In estrema sintesi, la Regione lamenta, quindi, la violazione da parte della Ragioneria del principio di leale collaborazione tra amministrazioni pubbliche - avendo asseritamente la stessa Ragioneria preso una determinazione unilaterale circa la persistenza dell’obbligo contributivo della Regione nella misura prevista dal citato comma 516, senza il rispetto dei vincoli di metodo e procedimentali previsti dall’intesa con la Regione - ed in particolare la violazione delle norme di attuazione dello Statuto siciliano in materia finanziaria.
Il punto nodale della controversia concerne, dunque, la valutazione circa il mutamento del metodo di computo dell’assegnazione dell’I.V.A. alla Regione, dal riscosso al maturato, e se esso produca effetti sulla disposizione di salvaguardia di cui al citato comma 516.
Afferma, dunque, la ricorrente che l’obbligo di restituzione dell’importo forfetario annuale di 285 milioni di euro sarebbe imputabile alla modalità di attribuzione del gettito I.V.A. previgente all’introduzione del metodo del maturato, ovvero al criterio del gettito riscosso nel territorio regionale. Da tale criterio scaturirebbe il presupposto fondamentale “ dell'obbligazione finanziaria restitutoria assunta nonché della correlata compressione, negozialmente accettata, dell'autonomia finanziaria ”. In particolare, ritiene l’amministrazione regionale che con il criterio del riscosso il bilancio regionale acquisiva il gettito I.V.A. riscosso sul territorio, incluso quello a titolo di I.V.A. derivante da split payment , mentre con il criterio del maturato la devoluzione sarebbe determinata sul gettito consuntivo del capitolo 1203 del bilancio dello Stato dell’esercizio immediatamente precedente, nel quale è incluso pure quello di cui all’art.12 ( split payment ).
La tesi regionale non è condivisibile, osservando il Collegio come la Regione trascuri di considerare come nel nuovo accordo stipulato il 12 luglio 2017 tra lo Stato e la Regione in materia di finanza pubblica - al quale la stessa ricorrente fa riferimento per sostenere la sua tesi - si sia ben tenuto presente proprio il meccanismo dello split payment , nella considerazione che l’incremento della compartecipazione all’I.R.P.E.F. in favore della Regione, previsto dalla nuova lettera a) dell’art. 2 del d.P.R. n.1074/1965 (introdotta contestualmente al nuovo metodo di computo dell’I.V.A.), determina un maggior gettito I.R.P.E.F. alla Regione, che è stato stimato nella relativa relazione tecnica al provvedimento di legge, proprio in misura pari a 285 milioni di euro, che, a regime, corrisponde alla quota di gettito I.V.A. di cui la Regione ha beneficiato con l’introduzione del regime dello split payment .

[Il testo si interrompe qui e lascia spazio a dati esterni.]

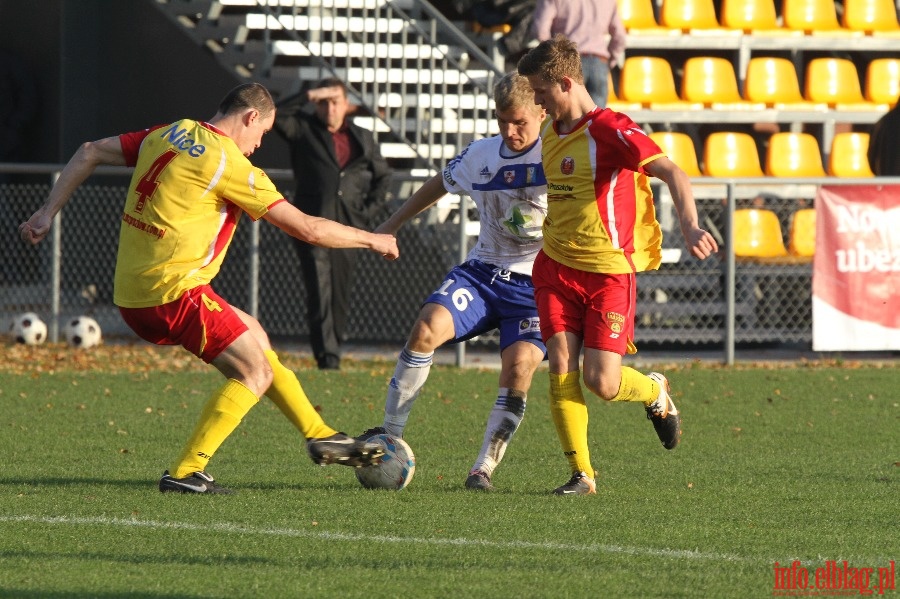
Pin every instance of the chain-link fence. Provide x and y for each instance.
(684, 304)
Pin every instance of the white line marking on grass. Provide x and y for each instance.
(341, 536)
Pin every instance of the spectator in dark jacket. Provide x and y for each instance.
(884, 148)
(340, 175)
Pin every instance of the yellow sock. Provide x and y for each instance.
(571, 418)
(636, 387)
(220, 416)
(288, 395)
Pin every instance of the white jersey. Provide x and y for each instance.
(511, 197)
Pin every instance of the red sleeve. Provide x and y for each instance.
(131, 144)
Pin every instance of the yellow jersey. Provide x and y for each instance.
(190, 185)
(600, 213)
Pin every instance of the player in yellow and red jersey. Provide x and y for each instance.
(600, 230)
(192, 181)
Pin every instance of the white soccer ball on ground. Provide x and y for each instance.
(28, 328)
(82, 332)
(396, 468)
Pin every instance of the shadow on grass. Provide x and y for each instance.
(236, 486)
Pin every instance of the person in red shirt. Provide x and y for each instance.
(600, 230)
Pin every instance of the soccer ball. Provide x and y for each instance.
(396, 468)
(28, 328)
(82, 332)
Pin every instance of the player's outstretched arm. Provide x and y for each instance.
(328, 233)
(425, 197)
(89, 156)
(700, 242)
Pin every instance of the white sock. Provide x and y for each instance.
(507, 414)
(409, 377)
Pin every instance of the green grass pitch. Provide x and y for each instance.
(794, 465)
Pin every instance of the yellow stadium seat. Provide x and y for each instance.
(883, 81)
(849, 156)
(757, 234)
(870, 16)
(679, 147)
(729, 154)
(637, 16)
(750, 15)
(772, 81)
(686, 15)
(810, 16)
(648, 80)
(709, 80)
(794, 155)
(613, 102)
(834, 81)
(802, 235)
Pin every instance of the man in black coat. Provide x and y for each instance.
(884, 149)
(340, 175)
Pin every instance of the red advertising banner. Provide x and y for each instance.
(856, 273)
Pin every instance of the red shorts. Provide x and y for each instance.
(200, 321)
(597, 307)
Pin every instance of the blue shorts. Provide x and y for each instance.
(482, 298)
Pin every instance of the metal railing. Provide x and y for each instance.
(686, 302)
(424, 84)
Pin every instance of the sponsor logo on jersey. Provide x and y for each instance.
(448, 177)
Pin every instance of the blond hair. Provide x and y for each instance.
(248, 95)
(513, 91)
(552, 60)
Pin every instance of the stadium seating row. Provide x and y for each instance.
(733, 154)
(758, 236)
(771, 82)
(798, 17)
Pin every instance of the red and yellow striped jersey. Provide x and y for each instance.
(190, 185)
(600, 214)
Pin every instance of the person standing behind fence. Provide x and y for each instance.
(586, 23)
(492, 289)
(340, 175)
(884, 147)
(192, 181)
(600, 230)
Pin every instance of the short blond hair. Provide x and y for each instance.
(248, 95)
(513, 91)
(552, 60)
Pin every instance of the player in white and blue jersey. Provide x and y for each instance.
(492, 289)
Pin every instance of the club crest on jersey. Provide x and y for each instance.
(615, 321)
(529, 325)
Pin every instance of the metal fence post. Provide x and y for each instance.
(55, 269)
(729, 275)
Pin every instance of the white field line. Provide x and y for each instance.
(341, 536)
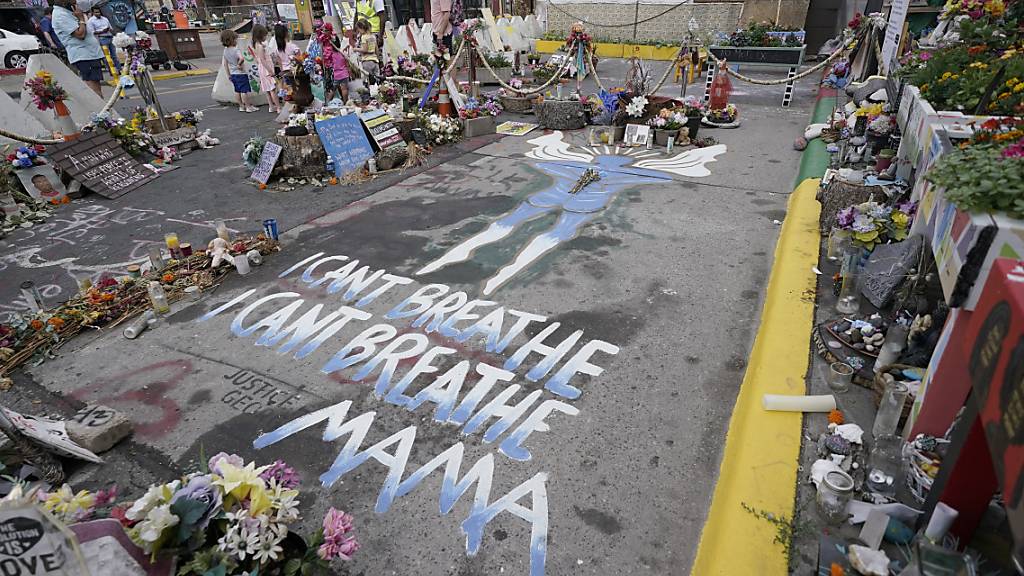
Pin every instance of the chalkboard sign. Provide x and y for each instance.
(345, 141)
(381, 127)
(267, 159)
(886, 269)
(98, 162)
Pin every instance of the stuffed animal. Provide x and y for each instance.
(220, 251)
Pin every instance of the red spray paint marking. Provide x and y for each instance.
(131, 389)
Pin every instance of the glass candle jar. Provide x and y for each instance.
(835, 492)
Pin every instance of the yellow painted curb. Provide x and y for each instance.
(762, 449)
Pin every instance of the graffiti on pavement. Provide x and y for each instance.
(487, 408)
(619, 168)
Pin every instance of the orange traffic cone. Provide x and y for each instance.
(443, 103)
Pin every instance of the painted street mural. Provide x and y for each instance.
(616, 169)
(283, 320)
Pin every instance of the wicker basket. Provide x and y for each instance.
(517, 105)
(879, 387)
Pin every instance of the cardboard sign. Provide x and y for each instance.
(50, 434)
(345, 141)
(31, 544)
(381, 128)
(267, 159)
(98, 162)
(174, 137)
(894, 32)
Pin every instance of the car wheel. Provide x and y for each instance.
(15, 59)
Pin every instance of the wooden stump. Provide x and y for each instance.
(301, 157)
(560, 115)
(838, 196)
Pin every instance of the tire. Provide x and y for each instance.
(15, 59)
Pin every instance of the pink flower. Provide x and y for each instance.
(336, 525)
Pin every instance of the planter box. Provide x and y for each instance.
(478, 126)
(760, 56)
(486, 78)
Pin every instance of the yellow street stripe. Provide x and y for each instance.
(762, 449)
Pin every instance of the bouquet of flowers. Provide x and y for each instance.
(237, 516)
(389, 92)
(872, 222)
(440, 129)
(476, 109)
(725, 115)
(27, 157)
(45, 91)
(692, 107)
(668, 119)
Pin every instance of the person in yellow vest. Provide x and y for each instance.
(375, 13)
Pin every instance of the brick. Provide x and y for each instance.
(98, 428)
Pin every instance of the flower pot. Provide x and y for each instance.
(662, 136)
(478, 126)
(693, 124)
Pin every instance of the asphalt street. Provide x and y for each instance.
(579, 354)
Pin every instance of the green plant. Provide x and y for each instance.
(786, 530)
(497, 59)
(982, 178)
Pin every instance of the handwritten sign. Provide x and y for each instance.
(98, 162)
(345, 141)
(381, 127)
(267, 159)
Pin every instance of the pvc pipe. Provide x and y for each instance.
(784, 403)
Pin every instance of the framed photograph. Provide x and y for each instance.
(636, 134)
(42, 183)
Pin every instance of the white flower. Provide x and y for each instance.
(636, 107)
(156, 522)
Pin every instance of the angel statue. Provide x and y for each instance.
(574, 204)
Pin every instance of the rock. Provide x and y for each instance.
(868, 562)
(98, 428)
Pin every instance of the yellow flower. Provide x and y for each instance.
(239, 482)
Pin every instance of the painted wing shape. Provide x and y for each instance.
(689, 163)
(551, 147)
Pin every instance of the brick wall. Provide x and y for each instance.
(719, 16)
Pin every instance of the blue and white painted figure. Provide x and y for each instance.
(619, 168)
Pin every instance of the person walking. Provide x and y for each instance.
(367, 48)
(46, 27)
(83, 49)
(264, 67)
(233, 65)
(100, 27)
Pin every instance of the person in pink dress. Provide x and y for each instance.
(264, 66)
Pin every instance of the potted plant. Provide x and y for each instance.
(693, 110)
(500, 65)
(667, 124)
(478, 117)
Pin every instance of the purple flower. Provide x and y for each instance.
(232, 459)
(285, 476)
(845, 216)
(201, 489)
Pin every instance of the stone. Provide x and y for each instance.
(98, 428)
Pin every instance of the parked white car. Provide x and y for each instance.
(15, 48)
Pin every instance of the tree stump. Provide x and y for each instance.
(838, 196)
(392, 157)
(560, 115)
(301, 157)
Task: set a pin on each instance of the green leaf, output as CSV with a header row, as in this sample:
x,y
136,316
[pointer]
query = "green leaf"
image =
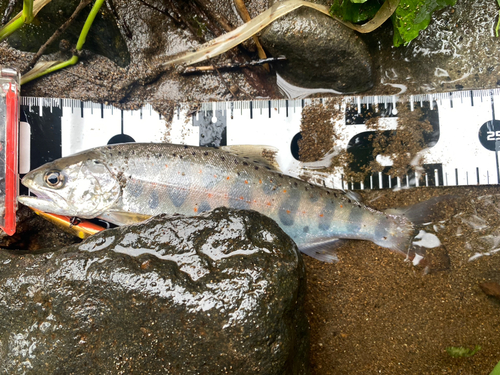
x,y
411,16
355,11
461,352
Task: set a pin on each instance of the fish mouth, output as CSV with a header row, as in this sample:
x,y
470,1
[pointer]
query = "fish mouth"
x,y
52,202
44,204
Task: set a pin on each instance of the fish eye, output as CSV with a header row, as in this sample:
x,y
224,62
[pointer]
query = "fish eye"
x,y
54,179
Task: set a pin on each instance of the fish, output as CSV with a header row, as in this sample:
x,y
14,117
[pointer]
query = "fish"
x,y
79,228
131,182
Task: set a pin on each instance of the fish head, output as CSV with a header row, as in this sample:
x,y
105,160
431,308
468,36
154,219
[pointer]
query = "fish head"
x,y
81,185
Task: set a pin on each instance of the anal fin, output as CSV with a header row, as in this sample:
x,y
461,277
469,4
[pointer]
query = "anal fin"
x,y
324,251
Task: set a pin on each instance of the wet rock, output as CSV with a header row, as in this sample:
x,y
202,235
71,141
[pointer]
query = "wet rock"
x,y
217,293
320,52
458,51
104,37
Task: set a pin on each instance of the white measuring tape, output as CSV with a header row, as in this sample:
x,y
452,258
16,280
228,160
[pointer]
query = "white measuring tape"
x,y
462,149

Siffatta previsione è stata, dunque, concordata tra Stato e Regione nell’intento di garantire l’acquisizione al bilancio regionale del gettito derivante dalla split payment ed evitare che, al momento della cessazione del meccanismo stesso di riscossione dell’I.V.A., intrinsecamente transitorio per il regime unionale, si realizzasse una correlata perdita di gettito I.V.A. per la Regione, proprio perché all’epoca dell’accordo il criterio di compartecipazione regionale al tributo indiretto era quello del riscosso.
Del resto, la Regione non mette neanche adeguatamente in rilievo che – come, invece, chiaramente evidenziato dalla difesa erariale e non contestato dalla ricorrente - anche i 3,64 decimi di compartecipazione al gettito I.V.A., spettanti alla Regione in applicazione del criterio del maturato, sono stati determinati in modo tale da garantire l’invarianza del gettito regionale I.V.A., vale dire l’intero ammontare del gettito I.V.A. riscosso nel territorio regionale, incluso il surplus correlato allo split payment .

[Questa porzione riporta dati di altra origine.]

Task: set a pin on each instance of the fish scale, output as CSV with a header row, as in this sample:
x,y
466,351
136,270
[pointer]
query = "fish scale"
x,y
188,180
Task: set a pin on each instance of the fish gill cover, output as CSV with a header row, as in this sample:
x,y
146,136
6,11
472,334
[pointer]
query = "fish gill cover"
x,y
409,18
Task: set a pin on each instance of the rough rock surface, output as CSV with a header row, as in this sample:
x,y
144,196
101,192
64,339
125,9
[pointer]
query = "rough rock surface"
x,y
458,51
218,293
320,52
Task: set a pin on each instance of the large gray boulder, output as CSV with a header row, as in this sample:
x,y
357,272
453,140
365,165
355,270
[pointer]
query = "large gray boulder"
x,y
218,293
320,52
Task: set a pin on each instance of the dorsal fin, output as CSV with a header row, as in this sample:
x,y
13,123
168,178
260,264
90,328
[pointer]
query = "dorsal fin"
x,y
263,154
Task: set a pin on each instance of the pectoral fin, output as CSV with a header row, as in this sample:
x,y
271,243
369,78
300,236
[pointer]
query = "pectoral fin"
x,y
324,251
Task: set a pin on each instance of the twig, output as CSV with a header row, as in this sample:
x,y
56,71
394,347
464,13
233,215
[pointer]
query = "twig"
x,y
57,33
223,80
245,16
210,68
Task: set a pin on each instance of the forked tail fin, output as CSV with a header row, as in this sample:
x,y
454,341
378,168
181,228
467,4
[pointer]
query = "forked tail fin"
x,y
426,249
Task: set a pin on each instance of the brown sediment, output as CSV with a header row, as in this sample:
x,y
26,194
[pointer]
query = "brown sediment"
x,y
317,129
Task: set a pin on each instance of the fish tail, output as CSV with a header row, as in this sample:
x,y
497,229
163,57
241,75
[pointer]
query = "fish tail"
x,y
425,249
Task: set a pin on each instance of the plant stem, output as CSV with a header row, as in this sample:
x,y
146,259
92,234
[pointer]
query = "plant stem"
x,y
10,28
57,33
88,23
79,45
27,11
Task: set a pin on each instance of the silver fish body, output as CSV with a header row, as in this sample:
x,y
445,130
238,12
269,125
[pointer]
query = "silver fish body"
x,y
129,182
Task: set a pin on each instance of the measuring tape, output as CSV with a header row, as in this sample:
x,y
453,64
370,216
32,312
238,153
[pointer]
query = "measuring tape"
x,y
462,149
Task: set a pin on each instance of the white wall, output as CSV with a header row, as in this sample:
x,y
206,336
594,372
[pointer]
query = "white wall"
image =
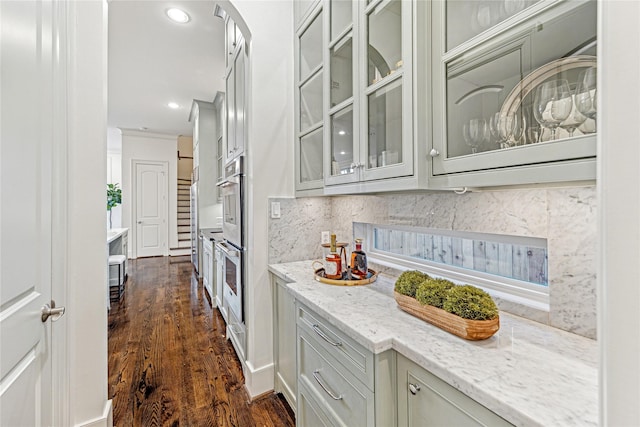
x,y
185,166
270,162
86,251
156,147
618,177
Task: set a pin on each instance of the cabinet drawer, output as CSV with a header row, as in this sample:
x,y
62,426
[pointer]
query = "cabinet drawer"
x,y
353,356
342,396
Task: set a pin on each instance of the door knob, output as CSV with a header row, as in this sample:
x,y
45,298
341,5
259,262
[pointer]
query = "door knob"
x,y
51,311
414,388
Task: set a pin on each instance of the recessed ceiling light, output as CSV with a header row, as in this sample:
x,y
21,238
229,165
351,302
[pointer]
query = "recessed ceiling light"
x,y
178,15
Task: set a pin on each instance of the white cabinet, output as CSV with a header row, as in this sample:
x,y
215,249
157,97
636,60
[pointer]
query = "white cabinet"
x,y
284,341
309,84
340,382
206,127
208,272
490,61
219,265
355,97
425,400
371,135
236,81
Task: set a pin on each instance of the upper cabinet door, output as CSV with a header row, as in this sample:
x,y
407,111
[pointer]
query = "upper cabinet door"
x,y
387,136
342,140
514,85
309,101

Ne discende come non possa lamentarsi alcun difetto d’intesa circa la persistenza, prevista ed accettata in base ad entrambi gli accordi dalla Regione Siciliana, dell’obbligo restitutorio previsto dal comma 516.

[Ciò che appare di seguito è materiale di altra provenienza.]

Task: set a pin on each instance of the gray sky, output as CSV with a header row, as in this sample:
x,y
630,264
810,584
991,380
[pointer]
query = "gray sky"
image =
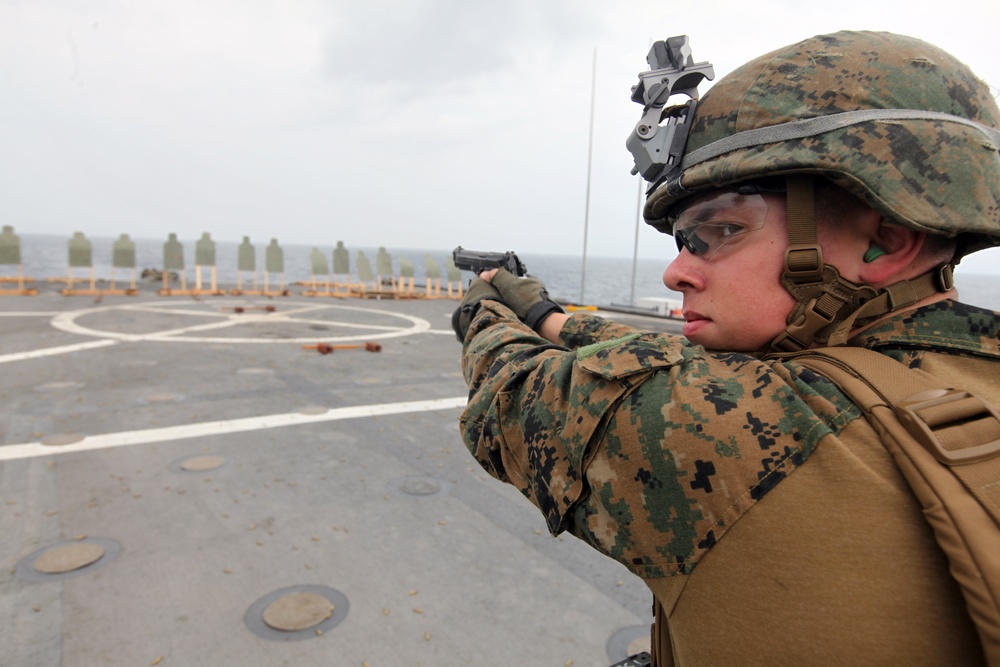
x,y
418,123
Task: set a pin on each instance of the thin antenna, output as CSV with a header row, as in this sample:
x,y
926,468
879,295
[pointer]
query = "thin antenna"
x,y
590,154
635,248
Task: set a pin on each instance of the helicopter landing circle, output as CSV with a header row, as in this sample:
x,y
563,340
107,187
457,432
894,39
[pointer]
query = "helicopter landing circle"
x,y
292,316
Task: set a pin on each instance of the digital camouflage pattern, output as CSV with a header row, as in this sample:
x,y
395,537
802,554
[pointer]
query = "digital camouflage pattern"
x,y
932,175
650,448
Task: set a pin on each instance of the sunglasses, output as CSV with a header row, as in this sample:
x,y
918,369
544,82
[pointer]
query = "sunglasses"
x,y
707,225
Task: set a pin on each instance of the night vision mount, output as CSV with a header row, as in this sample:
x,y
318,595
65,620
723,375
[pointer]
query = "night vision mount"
x,y
657,149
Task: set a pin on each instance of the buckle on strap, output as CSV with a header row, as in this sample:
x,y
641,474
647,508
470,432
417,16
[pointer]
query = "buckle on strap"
x,y
955,410
804,262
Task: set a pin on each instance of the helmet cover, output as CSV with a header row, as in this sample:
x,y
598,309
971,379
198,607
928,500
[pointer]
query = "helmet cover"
x,y
936,172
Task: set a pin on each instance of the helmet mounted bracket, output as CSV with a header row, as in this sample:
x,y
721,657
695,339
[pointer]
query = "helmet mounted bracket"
x,y
657,148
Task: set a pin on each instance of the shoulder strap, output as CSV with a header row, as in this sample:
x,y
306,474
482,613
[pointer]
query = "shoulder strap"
x,y
947,444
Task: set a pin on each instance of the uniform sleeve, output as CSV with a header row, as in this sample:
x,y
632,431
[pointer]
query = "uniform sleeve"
x,y
642,445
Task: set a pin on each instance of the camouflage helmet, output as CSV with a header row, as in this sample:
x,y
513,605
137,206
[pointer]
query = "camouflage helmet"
x,y
895,121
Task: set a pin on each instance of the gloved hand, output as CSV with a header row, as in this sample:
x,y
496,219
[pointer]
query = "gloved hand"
x,y
527,297
478,290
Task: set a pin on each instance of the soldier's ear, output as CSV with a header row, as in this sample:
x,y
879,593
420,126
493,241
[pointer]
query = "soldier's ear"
x,y
899,248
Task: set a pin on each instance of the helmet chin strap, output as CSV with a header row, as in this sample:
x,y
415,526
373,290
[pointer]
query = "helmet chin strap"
x,y
827,305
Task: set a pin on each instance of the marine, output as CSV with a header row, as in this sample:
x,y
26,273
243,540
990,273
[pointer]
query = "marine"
x,y
821,197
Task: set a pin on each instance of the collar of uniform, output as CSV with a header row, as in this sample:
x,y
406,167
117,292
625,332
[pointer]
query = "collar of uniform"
x,y
942,326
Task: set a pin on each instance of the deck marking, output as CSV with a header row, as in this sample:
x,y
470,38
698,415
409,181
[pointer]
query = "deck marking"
x,y
62,349
164,434
67,322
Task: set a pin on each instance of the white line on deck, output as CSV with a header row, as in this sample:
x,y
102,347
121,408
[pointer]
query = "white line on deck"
x,y
146,436
62,349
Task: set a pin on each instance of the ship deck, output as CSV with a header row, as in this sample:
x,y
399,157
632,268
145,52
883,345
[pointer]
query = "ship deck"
x,y
218,466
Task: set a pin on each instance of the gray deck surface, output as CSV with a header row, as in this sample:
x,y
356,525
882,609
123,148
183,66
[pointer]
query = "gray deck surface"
x,y
342,472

Ben si comprende, infatti, come la restituzione da parte della Regione Siciliana dell’importo di 285 milioni di euro, anche per il secondo semestre del 2020, ha lo scopo di neutralizzare, in vigenza del regime dello split payment , la duplicazione dei benefici finanziari di cui la Regione stessa verrebbe a godere in ragione del fatto che il maggior gettito I.V.A. dovuto allo split payment è stato garantito con un incremento della compartecipazione all’I.R.P.E.F.. Invero, in costanza di regime di split payment, senza il recupero statale di cui si discute, la Regione acquisisce le entrate relative allo split payment due volte, a regime vigente così come scaturisce dall’attuazione del duplice accordo: sia a titolo di I.V.A. che a titolo di I.R.P.E.F..
Peraltro, siffatto beneficio permane anche con il passaggio dal criterio del riscosso al criterio del maturato nella determinazione dell’I.V.A., la cui compartecipazione, come pacificamente ammesso dalla Regione, include anche l'ammontare dello split payment . Il passaggio da un criterio all’altro è, infatti, irrilevante rispetto all’applicazione del comma 516, atteso che l’obbligo di restituzione posto a carico del bilancio regionale non discende dall’applicazione del criterio del gettito riscosso, come affermato dalla Regione, ma dalla duplicazione degli effetti finanziari di cui beneficia la Regione medesima in regime di split payment .
A ciò si aggiunga che, come evidenziato dalla Difesa erariale, il gettito I.V.A. spettante alla Regione a titolo di saldo è determinato sulla base dei dati del gettito consuntivato del capitolo 1203, incluso quello di cui all’art. 12, del bilancio dello Stato dell’anno di riferimento e non, diversamente da quanto affermato dalla Regione, sui dati consuntivati dell’esercizio immediatamente precedente.
In conclusione, per quanto sin qui detto, il ricorso deve, dunque, essere respinto.
Sussistono giusti motivi, attesa la natura pubblica di entrambe le parti, per compensare integralmente tra di loro le spese di lite.